Hey, Google: Say it ain't so.
At a splashy event in San Francisco to unveil its latest generation of Pixel smartphones, Google debuted Google Pixel Buds, its own Bluetooth earbuds priced at $159.
Their biggest selling point of the Pixel Buds is that they come equipped with the smarts of Google Assistant (though they don't come with the purchase of a Pixel phone) and a really nifty feature: real-time translations of conversations through Google Translate in 40 languages.
The downside: Google has jettisoned the headphone jack on the Pixel, leaving just a USB-C data/charge port. If this sounds familiar, it's because the headphone jack is increasingly an endangered feature on smartphones, thanks in large part to Apple.
Apple began pushing people toward wireless earphones with the iPhone 7 and the introduction of AirPods, Bluetooth headphones that are not attached by a wire. You just pop each bud into your ear.
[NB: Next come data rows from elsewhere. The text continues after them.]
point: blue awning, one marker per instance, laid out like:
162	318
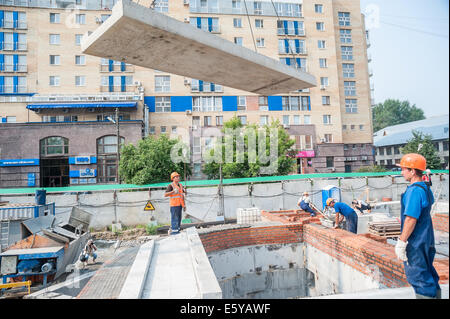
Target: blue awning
37	106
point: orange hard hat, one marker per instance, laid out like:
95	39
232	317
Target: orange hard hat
413	160
173	175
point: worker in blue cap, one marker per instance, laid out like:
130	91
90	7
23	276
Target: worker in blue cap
415	246
346	211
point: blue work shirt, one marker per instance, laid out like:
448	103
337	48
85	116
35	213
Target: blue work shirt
343	209
415	203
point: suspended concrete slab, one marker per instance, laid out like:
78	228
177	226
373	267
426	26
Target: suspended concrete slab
141	36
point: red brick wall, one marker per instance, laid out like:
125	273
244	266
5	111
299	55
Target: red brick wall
364	252
440	222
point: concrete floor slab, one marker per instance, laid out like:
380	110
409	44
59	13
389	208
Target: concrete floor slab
141	36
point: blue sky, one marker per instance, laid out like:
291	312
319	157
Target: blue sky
409	48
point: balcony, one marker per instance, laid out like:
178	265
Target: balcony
13	68
13	89
116	68
117	88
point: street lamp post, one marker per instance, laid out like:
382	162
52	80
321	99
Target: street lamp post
116	121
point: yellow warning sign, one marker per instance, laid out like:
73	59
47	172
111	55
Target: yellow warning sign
149	206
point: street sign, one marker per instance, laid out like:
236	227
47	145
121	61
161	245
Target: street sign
149	206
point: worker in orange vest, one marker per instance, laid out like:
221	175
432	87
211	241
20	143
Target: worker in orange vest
176	193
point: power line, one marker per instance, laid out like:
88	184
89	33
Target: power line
416	30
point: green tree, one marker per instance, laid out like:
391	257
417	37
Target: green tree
427	149
150	161
250	168
393	112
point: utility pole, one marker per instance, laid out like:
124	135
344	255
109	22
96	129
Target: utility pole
118	145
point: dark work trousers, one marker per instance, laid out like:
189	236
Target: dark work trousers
175	214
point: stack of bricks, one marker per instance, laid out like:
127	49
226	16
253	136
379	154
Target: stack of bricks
440	222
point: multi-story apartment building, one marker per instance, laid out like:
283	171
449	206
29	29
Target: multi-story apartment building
389	140
55	101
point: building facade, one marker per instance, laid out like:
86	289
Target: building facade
48	84
389	140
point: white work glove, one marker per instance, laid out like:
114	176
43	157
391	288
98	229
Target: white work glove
400	250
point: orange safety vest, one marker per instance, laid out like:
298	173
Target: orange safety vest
177	199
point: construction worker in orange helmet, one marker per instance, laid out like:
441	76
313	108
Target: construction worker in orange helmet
176	193
415	246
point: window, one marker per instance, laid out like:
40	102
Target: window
351	106
54	60
330	161
162	104
55	145
162	5
260	42
291	46
206	103
54	17
80	59
54	80
326	119
257	6
347	53
296	103
196	145
344	19
306	119
196	120
162	83
321	44
345	35
264	120
80	80
243	119
107	158
207	121
241	103
263	103
54	39
348	70
259	23
350	88
80	18
78	39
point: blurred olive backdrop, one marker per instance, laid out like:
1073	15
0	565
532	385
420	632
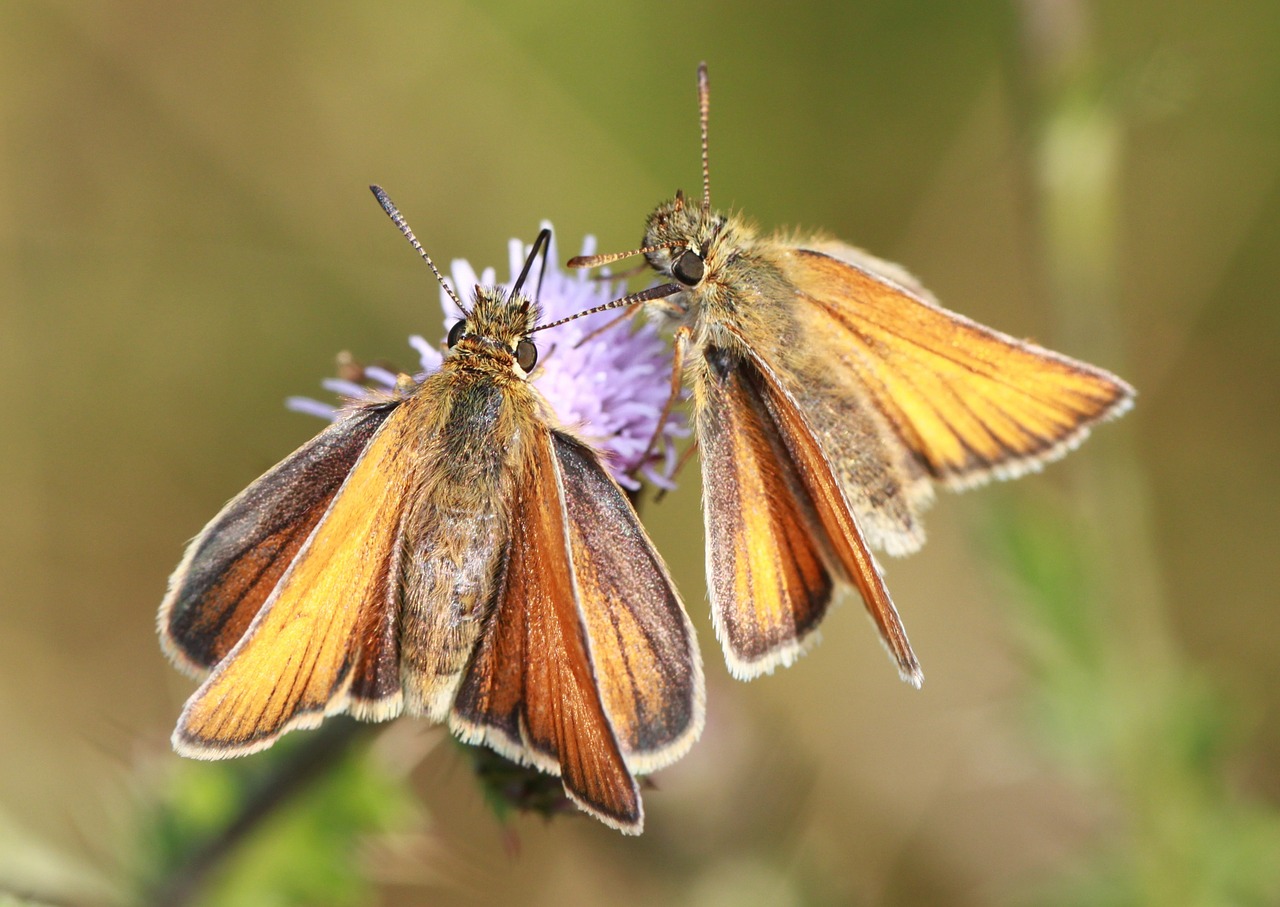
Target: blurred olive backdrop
187	238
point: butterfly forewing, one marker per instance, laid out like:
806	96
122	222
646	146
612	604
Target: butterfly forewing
300	654
234	563
970	403
530	691
643	649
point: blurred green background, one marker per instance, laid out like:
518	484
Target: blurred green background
187	238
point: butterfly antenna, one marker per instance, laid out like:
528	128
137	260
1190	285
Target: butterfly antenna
659	292
398	219
543	241
597	260
704	102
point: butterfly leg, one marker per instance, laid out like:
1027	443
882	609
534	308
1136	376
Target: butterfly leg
680	343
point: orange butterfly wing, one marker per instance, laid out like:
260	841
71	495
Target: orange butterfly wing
231	568
643	649
300	656
970	403
768	578
777	522
530	691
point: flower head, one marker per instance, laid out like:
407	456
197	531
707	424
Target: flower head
609	389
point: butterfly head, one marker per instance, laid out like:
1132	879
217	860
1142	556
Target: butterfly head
684	241
496	331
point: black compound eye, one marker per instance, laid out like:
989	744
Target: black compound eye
689	268
456	333
526	356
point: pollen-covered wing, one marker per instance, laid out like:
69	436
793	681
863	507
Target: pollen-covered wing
969	402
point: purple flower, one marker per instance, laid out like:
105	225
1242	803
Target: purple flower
609	390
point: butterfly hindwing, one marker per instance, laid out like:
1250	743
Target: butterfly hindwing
837	520
643	650
768	571
530	691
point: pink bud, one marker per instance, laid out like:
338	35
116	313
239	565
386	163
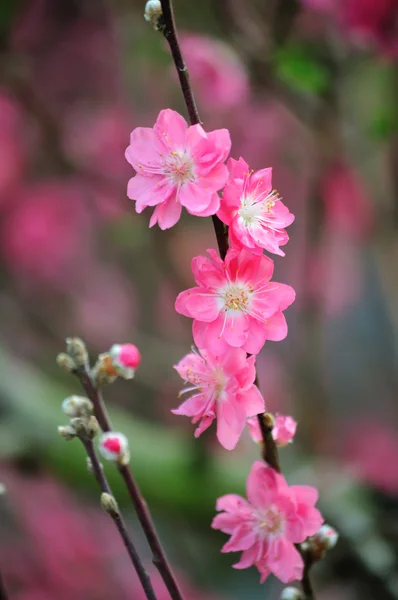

Apple wasn't the first to whack the decades-old technology but it was the first to have to explain it to millions of people. Apple exec Phil Schiller's rationale was widely mocked ("It comes down to one word: courage") as protests abounded on the Internet.
Many headphone-jack fans rejoiced when Google unveiled the Pixels last year, proudly declaring: "3.5mm headphone jack satisfyingly not new."
But now in an about face, Google has gone over to the other side, placing its bets on wireless audio.
Google Pixel Buds, which comes in the same colors as the Pixels, are wireless earbuds connected by a cable that can go behind your head or around your neck (so they are a little harder to misplace).
They have a control on the right bud that you can tap to play or pause music or answer phone calls, swipe to change volume or press to talk to Google Assistant. The Pixel Buds can alert you to new notifications and can read new messages to you.
Basically the Pixel Buds allow you to do stuff you'd do with your phone without ever having to look at your phone—and one really impressive trick: real-time translations of conversations.
The Pixel Buds hear you speak and your Pixel speaker plays the translation in another language. When the other person speaks, you hear the translation in your ear.
An onstage demo at Google's event Wednesday showed off a conversation in English and Dutch translated on the spot.
The Pixel Buds battery lasts five hours. The charging case holds four charges.